DIANE. — Ce qui veut dire que j’ai une mauvaise tête ! Allons, ôte-moi donc mon amazone ! j’étouffe !

JENNY. — Oh ! oui, vous avez chaud ! Il fait cependant bien frais, ce soir ; et moi, j’ai les mains gelées ; je n’ose pas vous toucher. Vous avez donc bien galopé ?

DIANE. — Pendant plus d’une lieue sans souffler. Arrange-moi mes cheveux.

JENNY. — C’est drôle que ça vous amuse de courir comme ça avec votre amoureux, au lieu de causer bien doucement, bien tendrement, de votre prochain mariage ?

DIANE. — Tu te figures qu’on ne doit penser qu’à cela, toi !

JENNY. — Dame ! c’est assez sérieux pour y penser ! Et à quoi pouvez-vous songer tous les deux, quand vous courez comme le vent, à travers les bois ?
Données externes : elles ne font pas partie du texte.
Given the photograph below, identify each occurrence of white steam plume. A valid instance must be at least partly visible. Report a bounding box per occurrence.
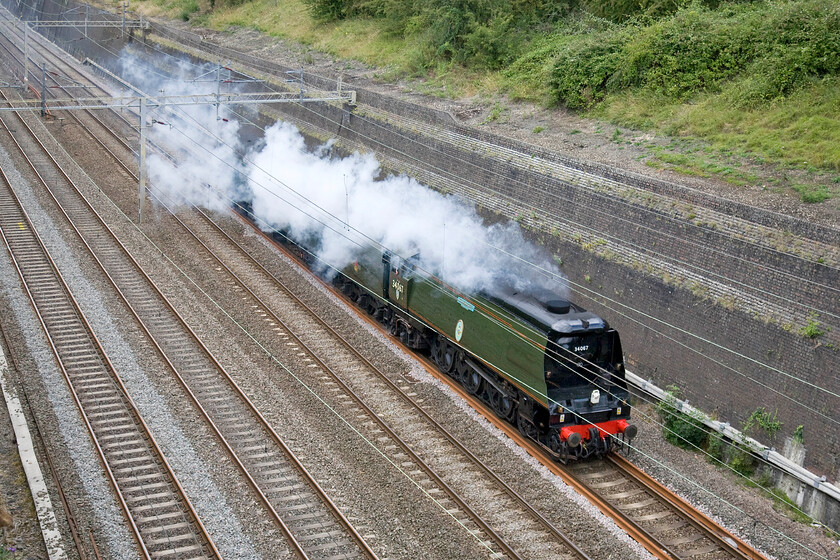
[116,49,568,297]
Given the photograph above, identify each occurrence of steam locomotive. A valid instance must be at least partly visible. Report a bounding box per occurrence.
[237,205,637,463]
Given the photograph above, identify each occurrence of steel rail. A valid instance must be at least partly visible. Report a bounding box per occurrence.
[240,215,766,560]
[0,326,87,560]
[0,64,376,559]
[13,28,516,558]
[153,201,540,558]
[0,15,760,558]
[0,163,221,560]
[0,24,376,559]
[608,455,765,560]
[199,203,587,558]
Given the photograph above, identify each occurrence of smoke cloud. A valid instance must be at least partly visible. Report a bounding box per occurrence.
[115,50,568,297]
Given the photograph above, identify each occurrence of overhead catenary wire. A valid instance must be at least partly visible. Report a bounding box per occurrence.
[136,86,840,412]
[138,110,840,552]
[4,17,832,556]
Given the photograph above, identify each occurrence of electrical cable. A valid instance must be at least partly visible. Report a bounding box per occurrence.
[4,14,832,556]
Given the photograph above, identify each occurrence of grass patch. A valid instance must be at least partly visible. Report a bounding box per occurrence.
[791,185,834,204]
[132,0,840,199]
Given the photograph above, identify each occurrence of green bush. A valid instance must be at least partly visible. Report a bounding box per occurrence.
[551,0,840,108]
[549,30,629,109]
[657,385,709,449]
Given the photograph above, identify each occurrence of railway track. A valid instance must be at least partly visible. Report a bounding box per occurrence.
[414,342,765,560]
[0,153,220,559]
[153,201,587,558]
[0,27,586,558]
[144,20,840,336]
[0,34,376,558]
[0,14,776,560]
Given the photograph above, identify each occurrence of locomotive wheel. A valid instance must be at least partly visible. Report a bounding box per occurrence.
[461,366,484,395]
[430,337,443,369]
[490,390,516,420]
[439,341,458,373]
[516,414,537,440]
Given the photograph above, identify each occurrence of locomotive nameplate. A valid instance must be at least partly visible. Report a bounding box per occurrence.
[388,273,408,309]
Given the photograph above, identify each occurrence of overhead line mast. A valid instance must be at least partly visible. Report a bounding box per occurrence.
[0,21,356,223]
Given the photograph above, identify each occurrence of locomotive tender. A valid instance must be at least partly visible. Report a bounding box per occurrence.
[235,202,637,463]
[334,246,637,462]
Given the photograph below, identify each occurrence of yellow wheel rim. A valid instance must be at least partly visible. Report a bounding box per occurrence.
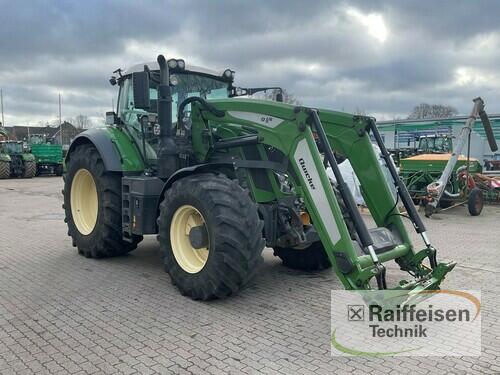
[71,168,99,236]
[170,205,210,273]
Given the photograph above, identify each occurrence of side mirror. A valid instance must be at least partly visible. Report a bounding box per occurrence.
[132,72,151,110]
[106,112,118,125]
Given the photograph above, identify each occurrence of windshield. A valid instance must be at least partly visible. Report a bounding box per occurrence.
[119,72,229,124]
[149,73,229,119]
[2,142,23,154]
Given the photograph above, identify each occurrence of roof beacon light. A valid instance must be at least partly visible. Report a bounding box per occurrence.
[167,59,177,69]
[177,59,186,70]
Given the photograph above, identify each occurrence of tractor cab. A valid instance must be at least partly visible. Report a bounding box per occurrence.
[0,141,23,155]
[108,59,235,167]
[418,135,453,154]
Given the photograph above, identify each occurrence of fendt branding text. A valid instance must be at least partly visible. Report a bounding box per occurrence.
[299,158,316,190]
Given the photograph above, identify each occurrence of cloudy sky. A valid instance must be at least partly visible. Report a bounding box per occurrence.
[0,0,500,126]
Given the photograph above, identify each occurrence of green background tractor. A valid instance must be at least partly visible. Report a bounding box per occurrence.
[28,134,63,176]
[63,55,455,300]
[0,140,36,178]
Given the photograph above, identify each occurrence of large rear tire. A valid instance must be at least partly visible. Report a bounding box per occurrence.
[63,145,142,258]
[274,241,332,271]
[0,161,10,180]
[158,173,264,300]
[54,164,64,176]
[23,161,36,178]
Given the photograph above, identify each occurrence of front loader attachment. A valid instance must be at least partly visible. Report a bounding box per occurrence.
[292,110,455,293]
[191,99,455,291]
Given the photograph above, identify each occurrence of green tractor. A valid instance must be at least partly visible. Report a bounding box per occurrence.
[63,55,455,300]
[29,134,63,176]
[0,140,36,179]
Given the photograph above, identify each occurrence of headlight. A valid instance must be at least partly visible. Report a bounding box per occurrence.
[170,75,179,86]
[167,59,177,69]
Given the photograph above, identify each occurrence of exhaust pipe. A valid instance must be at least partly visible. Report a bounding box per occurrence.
[157,55,179,179]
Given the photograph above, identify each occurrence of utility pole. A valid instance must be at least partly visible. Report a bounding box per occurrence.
[59,93,63,148]
[0,89,5,126]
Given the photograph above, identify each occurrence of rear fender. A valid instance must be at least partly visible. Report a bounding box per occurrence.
[0,154,11,163]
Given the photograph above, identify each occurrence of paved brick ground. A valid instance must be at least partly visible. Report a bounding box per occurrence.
[0,178,500,374]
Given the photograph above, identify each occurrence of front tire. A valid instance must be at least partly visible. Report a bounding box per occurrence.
[54,164,64,177]
[23,161,36,178]
[63,145,142,258]
[274,241,332,271]
[158,173,264,301]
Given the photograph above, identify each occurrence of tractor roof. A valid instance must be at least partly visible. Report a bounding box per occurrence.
[123,61,225,77]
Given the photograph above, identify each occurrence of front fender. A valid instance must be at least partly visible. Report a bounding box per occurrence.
[157,162,234,214]
[65,126,144,172]
[21,154,35,161]
[0,154,11,163]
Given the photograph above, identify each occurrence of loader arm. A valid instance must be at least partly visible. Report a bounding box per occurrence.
[191,99,454,290]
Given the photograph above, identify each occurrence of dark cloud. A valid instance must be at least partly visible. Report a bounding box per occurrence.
[0,0,500,124]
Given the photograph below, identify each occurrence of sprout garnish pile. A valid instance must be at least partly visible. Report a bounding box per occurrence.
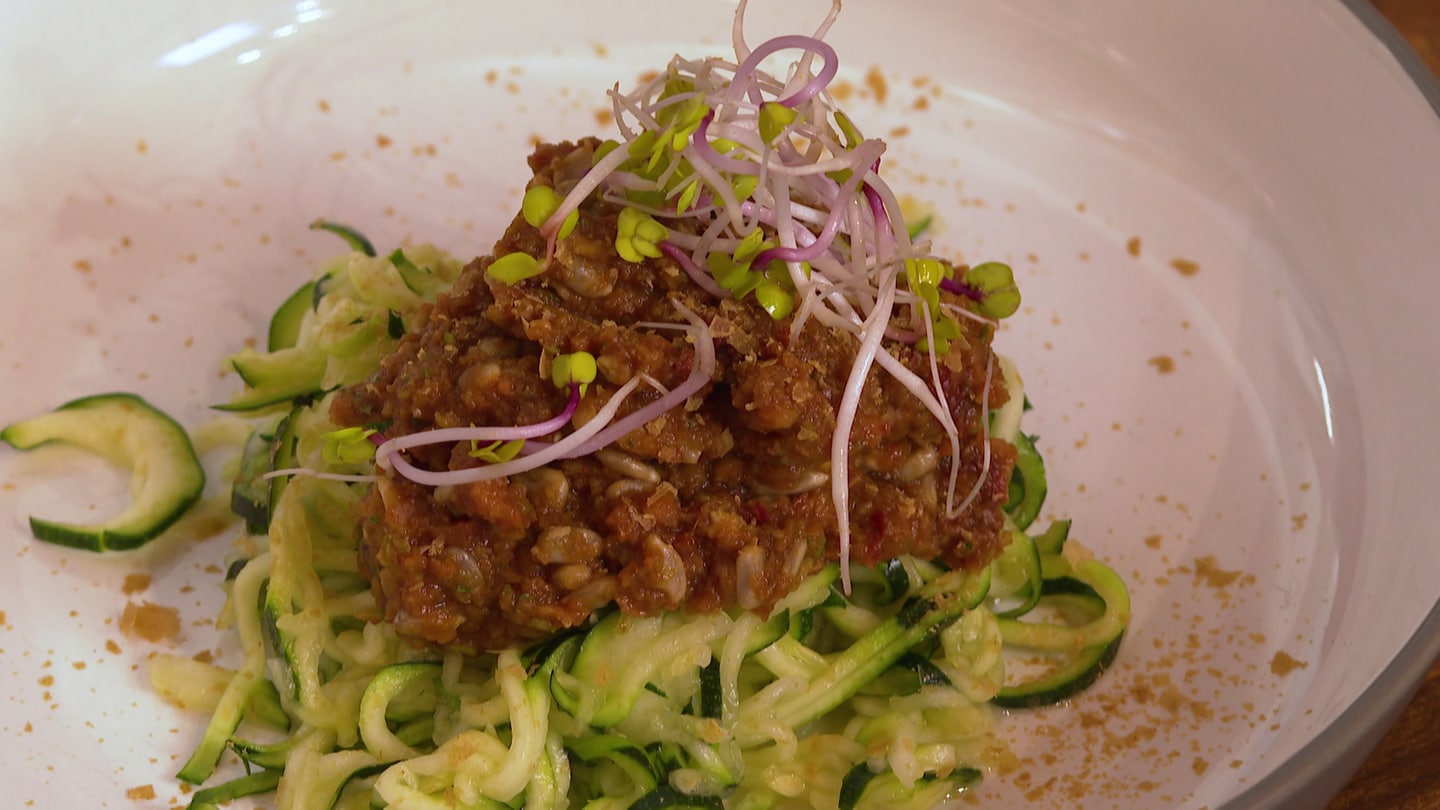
[305,0,1020,588]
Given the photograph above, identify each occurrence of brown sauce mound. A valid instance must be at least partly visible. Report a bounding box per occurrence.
[331,141,1015,651]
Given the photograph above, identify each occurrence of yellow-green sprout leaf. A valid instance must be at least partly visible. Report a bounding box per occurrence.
[615,208,670,262]
[706,251,765,301]
[906,213,935,241]
[734,228,770,265]
[755,280,795,320]
[760,101,799,144]
[904,259,945,290]
[963,261,1020,320]
[465,438,526,464]
[550,352,596,395]
[935,316,960,340]
[485,252,540,284]
[730,174,760,202]
[910,284,940,312]
[520,186,580,239]
[320,428,374,464]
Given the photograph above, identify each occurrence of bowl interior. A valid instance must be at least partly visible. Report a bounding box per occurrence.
[0,0,1440,807]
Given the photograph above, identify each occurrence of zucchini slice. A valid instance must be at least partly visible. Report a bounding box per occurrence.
[0,393,204,552]
[212,347,327,414]
[265,281,315,352]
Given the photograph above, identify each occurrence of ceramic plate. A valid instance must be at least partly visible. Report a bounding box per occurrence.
[0,0,1440,809]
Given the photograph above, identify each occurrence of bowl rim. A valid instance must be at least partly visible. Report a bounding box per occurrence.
[1223,9,1440,810]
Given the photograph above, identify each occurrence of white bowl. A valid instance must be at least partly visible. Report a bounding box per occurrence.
[0,0,1440,809]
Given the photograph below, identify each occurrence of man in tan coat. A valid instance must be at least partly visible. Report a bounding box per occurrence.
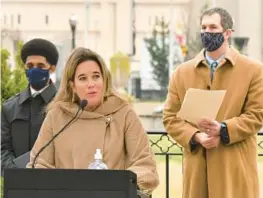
[163,8,263,198]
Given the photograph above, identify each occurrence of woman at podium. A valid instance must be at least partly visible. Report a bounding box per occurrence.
[27,48,159,193]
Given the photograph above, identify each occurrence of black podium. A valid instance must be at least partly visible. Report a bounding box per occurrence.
[4,169,137,198]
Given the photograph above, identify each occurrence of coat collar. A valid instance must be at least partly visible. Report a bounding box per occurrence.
[19,82,57,104]
[194,46,239,67]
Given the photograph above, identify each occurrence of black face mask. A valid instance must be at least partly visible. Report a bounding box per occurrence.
[201,32,225,52]
[26,68,50,91]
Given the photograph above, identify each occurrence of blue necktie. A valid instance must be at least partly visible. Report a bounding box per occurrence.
[210,61,218,82]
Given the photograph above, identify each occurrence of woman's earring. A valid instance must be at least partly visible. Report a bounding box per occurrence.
[72,92,76,103]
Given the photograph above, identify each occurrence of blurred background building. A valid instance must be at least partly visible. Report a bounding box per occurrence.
[1,0,263,99]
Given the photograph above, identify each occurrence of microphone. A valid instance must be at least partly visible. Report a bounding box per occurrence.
[32,99,88,169]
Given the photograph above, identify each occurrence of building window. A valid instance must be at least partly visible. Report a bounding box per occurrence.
[45,15,49,25]
[17,14,21,24]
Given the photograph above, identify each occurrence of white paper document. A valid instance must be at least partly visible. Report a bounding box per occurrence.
[177,88,226,124]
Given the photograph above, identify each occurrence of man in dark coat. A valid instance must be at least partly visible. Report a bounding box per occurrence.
[1,39,59,170]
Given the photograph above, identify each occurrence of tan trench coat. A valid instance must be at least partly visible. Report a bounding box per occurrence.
[28,96,159,192]
[163,48,263,198]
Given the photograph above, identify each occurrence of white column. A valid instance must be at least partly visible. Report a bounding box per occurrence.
[168,0,175,78]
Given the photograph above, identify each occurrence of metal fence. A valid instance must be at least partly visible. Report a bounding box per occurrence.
[147,130,263,198]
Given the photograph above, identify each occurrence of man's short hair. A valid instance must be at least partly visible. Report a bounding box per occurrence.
[200,7,234,30]
[21,38,59,65]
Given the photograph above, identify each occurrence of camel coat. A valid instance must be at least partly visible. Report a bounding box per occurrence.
[28,96,159,191]
[163,48,263,198]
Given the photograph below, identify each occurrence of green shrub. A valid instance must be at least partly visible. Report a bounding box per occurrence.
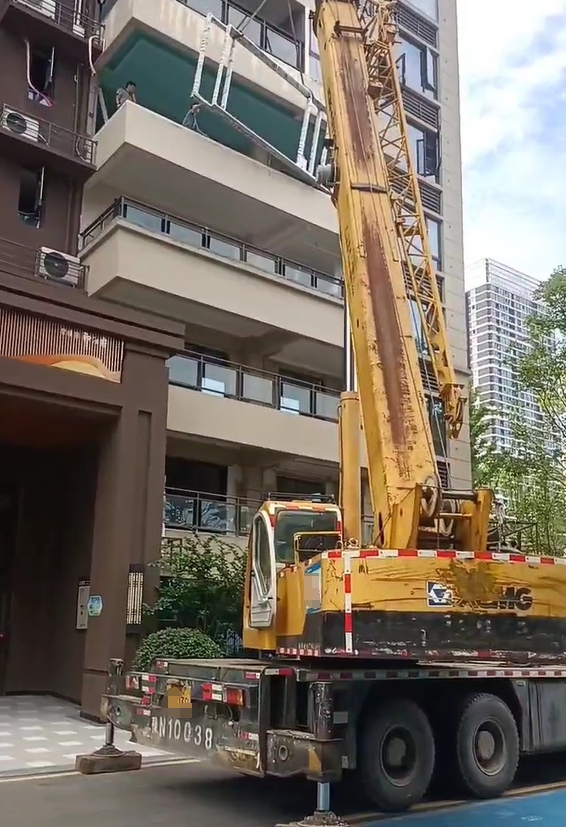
[145,534,246,646]
[133,629,224,672]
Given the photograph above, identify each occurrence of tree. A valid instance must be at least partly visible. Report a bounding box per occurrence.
[146,534,246,647]
[470,268,566,555]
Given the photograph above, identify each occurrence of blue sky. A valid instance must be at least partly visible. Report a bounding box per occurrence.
[457,0,566,278]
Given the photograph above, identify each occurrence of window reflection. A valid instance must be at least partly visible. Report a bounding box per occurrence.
[408,0,438,20]
[185,0,223,20]
[169,221,204,247]
[246,250,277,273]
[167,356,198,388]
[227,6,262,47]
[265,27,299,66]
[279,382,311,414]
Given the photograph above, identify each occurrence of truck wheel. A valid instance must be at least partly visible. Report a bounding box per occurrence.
[359,700,434,813]
[456,693,519,798]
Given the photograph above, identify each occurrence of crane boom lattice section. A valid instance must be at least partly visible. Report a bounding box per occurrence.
[359,0,464,438]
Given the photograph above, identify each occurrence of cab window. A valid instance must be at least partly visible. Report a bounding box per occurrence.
[275,511,337,566]
[254,515,273,592]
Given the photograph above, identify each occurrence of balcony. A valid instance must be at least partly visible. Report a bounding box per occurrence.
[0,238,87,290]
[0,0,104,64]
[80,198,344,299]
[163,488,260,537]
[0,103,96,181]
[167,353,339,462]
[81,201,343,360]
[85,103,339,258]
[168,352,340,422]
[97,0,305,107]
[163,488,373,544]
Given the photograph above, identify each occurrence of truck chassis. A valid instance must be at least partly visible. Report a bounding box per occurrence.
[102,659,566,823]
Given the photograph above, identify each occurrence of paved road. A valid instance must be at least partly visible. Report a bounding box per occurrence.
[0,763,566,827]
[372,789,566,827]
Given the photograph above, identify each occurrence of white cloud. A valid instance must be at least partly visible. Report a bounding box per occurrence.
[457,0,566,278]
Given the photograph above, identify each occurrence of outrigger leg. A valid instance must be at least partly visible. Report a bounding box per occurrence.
[277,681,348,827]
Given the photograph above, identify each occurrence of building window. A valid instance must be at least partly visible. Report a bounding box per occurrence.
[18,167,45,229]
[408,124,440,183]
[397,38,438,98]
[408,0,438,20]
[27,49,55,106]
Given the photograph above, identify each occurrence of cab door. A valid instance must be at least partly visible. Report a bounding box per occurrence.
[250,511,277,629]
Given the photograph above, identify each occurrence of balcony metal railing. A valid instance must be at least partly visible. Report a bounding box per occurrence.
[163,488,373,544]
[167,352,340,422]
[163,488,260,536]
[81,198,343,299]
[9,0,104,48]
[0,103,96,166]
[0,238,88,289]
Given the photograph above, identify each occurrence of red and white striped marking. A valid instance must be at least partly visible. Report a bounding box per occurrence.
[322,548,566,566]
[344,554,354,654]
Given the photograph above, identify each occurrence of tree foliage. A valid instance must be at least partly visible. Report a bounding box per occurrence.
[470,268,566,555]
[468,387,497,488]
[146,534,246,646]
[133,629,224,672]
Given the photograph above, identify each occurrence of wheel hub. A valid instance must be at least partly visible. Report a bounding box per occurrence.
[474,721,507,775]
[379,727,417,786]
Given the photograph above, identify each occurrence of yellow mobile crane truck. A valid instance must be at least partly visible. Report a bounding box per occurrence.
[103,0,566,824]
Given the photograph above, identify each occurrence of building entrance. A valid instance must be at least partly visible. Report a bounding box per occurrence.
[0,484,19,694]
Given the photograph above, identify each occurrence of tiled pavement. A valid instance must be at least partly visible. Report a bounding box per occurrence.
[0,695,173,776]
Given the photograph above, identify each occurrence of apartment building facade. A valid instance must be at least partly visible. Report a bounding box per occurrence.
[80,0,470,536]
[466,258,544,450]
[0,0,183,714]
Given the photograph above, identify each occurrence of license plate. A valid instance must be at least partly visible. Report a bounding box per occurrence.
[151,715,215,752]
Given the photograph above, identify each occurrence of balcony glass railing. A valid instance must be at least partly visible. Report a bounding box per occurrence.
[81,198,343,299]
[163,488,373,545]
[167,353,340,422]
[163,488,259,536]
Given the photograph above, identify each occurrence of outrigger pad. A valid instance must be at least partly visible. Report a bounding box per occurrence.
[75,747,141,775]
[275,810,349,827]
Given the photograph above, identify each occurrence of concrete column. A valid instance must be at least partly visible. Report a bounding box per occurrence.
[82,351,168,716]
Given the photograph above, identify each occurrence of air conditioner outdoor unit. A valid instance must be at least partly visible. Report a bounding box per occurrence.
[2,106,40,142]
[37,247,81,287]
[20,0,57,20]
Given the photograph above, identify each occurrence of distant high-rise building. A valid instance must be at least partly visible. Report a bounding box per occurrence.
[466,258,543,449]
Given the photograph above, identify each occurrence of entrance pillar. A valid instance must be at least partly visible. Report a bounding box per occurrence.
[81,349,168,717]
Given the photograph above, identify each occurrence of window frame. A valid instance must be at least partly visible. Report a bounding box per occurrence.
[18,166,45,230]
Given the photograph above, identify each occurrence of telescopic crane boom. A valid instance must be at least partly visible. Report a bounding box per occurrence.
[314,0,491,549]
[244,0,497,656]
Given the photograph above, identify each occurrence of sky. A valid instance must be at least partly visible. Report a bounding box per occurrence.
[457,0,566,279]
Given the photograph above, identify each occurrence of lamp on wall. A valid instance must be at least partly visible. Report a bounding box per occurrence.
[126,563,144,634]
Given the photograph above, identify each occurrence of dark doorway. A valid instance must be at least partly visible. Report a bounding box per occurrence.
[0,484,19,695]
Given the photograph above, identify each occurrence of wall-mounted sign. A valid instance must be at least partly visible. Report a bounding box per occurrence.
[76,580,90,631]
[87,594,103,617]
[0,307,124,382]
DIANE. — C’est justement pour ne pensera rien que je galope, et c’est parce que le mariage est un sujet sérieux que je n’y veux pas penser. Fais attention ! tu me tires les cheveux…

JENNY. — C’est bien étonnant, votre manière d’aimer !

DIANE. — Comment l’entendrais-tu, toi ? Voyons !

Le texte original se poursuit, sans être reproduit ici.